In fact this (late August/early September) is a great time to be exploring outback South Australia, cool nights, enough sun in the middle of the day (I may come to rue this judgement in a few days…) and still some water on the ground, lots of wildlife and everything that can, coming into bloom.
Our first stop was the ‘Organ Pipes’, the name given to many of the columnar jointing rock formations in these ranges (which were formed volcanic activity 1.5 billion years ago) with very angular and geometric looking shapes. The red rock covered in grey/white algae. This gorge, as with many here would be home to a spectacular waterfall when the rains would eventually come.
During the 10km-ish drive out to the Organ Pipes, we saw much wildlife. Kangaroos of all sorts, emus, and a large amount of bird life. Possibly capped off by the vibrant flash of aquamarine of the ring necked parrot. I’ve only ever seen these birds in this type of country and they are spectacular, coloured like a tropical inhabitant, they draw the eye like little else. However, as we spent the next few hours trying to, I would suggest they are very difficult to photograph. Even if you can see where they went, you’ll be lucky to get within 100m of them on foot before they take flight again, well away from you. We just need a few to hang around the campsite…
We wound back into the park, just following our noses and a few trails that intersected the main southern and northern tracks. A stop for a tailgate lunch, just enjoying being out in the bush. Plus seeing the sights and sounds of nature all around us (these more remote national parks are particularly good for wildlife, as you would expect).
A detour to check out Kolay Mirica Falls, was a worthy side trek. Similar to the Organ Pipes area, but more accessible and more ground water. Including a well shaded pool at the top, home to many fat looking tadpoles. In a good spot to see out their aquatic time before all the ground water dries up.

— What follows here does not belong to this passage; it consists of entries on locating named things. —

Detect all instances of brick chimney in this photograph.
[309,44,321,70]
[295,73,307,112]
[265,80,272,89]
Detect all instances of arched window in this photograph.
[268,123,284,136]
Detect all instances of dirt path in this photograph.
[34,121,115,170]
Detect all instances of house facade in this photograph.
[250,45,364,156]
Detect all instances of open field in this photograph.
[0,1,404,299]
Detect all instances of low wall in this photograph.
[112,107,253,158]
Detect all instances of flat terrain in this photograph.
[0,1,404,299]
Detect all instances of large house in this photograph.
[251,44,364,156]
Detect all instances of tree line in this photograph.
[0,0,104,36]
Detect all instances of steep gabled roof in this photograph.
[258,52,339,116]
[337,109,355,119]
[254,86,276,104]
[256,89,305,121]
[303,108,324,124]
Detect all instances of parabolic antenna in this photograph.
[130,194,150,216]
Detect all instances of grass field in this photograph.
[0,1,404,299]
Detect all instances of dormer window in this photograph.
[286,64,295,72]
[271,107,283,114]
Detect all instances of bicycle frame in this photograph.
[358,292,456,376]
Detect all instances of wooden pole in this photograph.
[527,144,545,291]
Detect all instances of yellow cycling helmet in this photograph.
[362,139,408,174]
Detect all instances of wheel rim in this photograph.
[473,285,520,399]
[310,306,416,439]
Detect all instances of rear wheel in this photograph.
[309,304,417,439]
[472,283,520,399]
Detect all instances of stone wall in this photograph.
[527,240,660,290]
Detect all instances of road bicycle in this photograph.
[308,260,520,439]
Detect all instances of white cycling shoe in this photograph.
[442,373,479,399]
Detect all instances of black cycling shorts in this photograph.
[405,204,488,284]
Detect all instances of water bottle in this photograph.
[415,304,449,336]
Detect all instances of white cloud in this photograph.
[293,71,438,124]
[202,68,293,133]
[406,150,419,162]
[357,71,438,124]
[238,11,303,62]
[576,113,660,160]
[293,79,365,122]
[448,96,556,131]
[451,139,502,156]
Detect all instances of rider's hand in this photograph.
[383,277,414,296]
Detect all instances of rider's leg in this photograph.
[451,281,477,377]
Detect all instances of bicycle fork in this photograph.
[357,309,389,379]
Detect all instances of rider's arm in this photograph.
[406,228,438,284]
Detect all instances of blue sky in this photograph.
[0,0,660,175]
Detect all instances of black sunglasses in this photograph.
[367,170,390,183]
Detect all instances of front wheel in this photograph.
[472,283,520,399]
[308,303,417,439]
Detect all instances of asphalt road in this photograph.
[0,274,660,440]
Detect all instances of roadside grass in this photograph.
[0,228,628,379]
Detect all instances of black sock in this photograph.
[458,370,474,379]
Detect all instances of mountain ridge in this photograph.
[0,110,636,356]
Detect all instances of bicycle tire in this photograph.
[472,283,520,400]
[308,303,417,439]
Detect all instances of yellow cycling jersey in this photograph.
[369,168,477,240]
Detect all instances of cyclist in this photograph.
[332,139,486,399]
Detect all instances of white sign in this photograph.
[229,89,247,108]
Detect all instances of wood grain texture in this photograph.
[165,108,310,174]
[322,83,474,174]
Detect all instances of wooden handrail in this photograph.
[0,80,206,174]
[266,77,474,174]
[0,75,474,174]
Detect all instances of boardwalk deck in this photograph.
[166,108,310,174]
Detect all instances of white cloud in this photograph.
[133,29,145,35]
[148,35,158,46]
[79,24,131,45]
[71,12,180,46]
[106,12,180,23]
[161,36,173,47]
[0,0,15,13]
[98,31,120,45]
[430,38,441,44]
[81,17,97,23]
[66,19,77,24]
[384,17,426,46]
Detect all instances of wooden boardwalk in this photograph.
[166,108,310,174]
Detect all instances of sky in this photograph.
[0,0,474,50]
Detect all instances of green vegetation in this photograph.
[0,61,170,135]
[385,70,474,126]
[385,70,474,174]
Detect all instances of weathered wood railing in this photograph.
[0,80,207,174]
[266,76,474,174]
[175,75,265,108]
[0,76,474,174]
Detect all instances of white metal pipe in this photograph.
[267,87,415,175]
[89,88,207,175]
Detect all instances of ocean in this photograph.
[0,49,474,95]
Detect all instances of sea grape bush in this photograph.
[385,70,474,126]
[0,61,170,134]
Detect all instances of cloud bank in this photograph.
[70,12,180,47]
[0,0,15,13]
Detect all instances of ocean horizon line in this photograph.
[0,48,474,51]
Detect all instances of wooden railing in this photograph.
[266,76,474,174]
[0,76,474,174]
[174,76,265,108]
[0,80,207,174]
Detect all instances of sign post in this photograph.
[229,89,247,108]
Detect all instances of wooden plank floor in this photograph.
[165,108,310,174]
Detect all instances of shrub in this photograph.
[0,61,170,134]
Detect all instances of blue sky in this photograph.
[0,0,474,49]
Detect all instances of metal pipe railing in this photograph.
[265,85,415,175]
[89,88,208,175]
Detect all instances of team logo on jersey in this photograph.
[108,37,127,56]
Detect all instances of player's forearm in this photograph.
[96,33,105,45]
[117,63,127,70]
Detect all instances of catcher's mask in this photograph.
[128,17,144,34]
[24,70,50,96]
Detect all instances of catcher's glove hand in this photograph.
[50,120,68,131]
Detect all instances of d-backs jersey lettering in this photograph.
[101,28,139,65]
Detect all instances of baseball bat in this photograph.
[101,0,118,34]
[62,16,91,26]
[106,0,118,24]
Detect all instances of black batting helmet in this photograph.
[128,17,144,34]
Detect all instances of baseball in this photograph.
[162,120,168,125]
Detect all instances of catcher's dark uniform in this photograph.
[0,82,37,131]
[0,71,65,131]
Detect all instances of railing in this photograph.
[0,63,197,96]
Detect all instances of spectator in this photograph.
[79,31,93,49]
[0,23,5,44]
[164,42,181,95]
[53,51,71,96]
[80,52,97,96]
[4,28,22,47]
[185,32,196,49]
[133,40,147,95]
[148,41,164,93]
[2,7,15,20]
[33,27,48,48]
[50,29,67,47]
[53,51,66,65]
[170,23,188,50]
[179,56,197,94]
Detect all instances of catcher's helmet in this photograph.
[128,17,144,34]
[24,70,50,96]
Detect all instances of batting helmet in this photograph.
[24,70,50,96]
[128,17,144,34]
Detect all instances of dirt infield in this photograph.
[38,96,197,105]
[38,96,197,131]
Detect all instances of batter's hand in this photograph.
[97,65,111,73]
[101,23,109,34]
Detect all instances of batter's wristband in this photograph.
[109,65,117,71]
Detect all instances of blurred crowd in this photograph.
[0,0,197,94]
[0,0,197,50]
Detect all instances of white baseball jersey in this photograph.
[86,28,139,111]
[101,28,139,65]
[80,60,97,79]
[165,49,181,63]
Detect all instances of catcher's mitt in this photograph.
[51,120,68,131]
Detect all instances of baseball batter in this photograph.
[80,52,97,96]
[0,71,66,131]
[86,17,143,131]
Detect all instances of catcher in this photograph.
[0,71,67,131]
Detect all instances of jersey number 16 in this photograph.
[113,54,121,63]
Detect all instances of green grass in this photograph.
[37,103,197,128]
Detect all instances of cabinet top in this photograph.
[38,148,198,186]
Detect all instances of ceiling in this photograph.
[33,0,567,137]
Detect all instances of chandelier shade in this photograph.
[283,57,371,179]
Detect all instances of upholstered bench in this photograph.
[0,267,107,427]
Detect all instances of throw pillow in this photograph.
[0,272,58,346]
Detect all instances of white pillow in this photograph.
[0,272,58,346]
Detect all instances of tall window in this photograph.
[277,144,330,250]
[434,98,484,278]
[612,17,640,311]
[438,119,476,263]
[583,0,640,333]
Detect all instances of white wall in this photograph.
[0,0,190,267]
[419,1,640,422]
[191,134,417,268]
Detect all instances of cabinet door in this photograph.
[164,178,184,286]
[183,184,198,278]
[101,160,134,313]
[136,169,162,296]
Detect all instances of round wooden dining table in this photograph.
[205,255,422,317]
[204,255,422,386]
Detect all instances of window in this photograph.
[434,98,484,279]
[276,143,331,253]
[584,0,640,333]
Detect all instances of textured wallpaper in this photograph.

A treat as we headed back from the ‘waterfall’ N spotted something about 100m off the track, a wombat! Neither of us had ever seen one in the wild before, yet there he was, in the middle of the day. Stayed still enough to quickly stick on the long lens, get a couple of photos, and then a couple more when I got out of the truck before he decided I was close enough and sprung into action.
Looks like he might have been on the losing end of a fight over Mrs Wombat, maybe that’s why he was out up here and not further down the hill where the wombat holes were.
We meandered back to camp, passing three vehicles as we went, all within about a kilometre of each other. There was one other couple staying at the same campsite as us (although well away from where we were), and apart from that these were the first people (all Grey Nomads, who else gets to be out here on a Monday? Well us, I guess!) we had seen since leaving the highway, good stuff.
Back to camp in plenty of time, I had a quick afternoon snooze as that is what old men do, right?
Then started making a fire. We had a Moroccan marinated chicken in the fridge and that bad boy was getting cooked over coals tonight. That was perhaps the best chicken and salad we’ve ever had. A day in the outdoors makes everything taste better.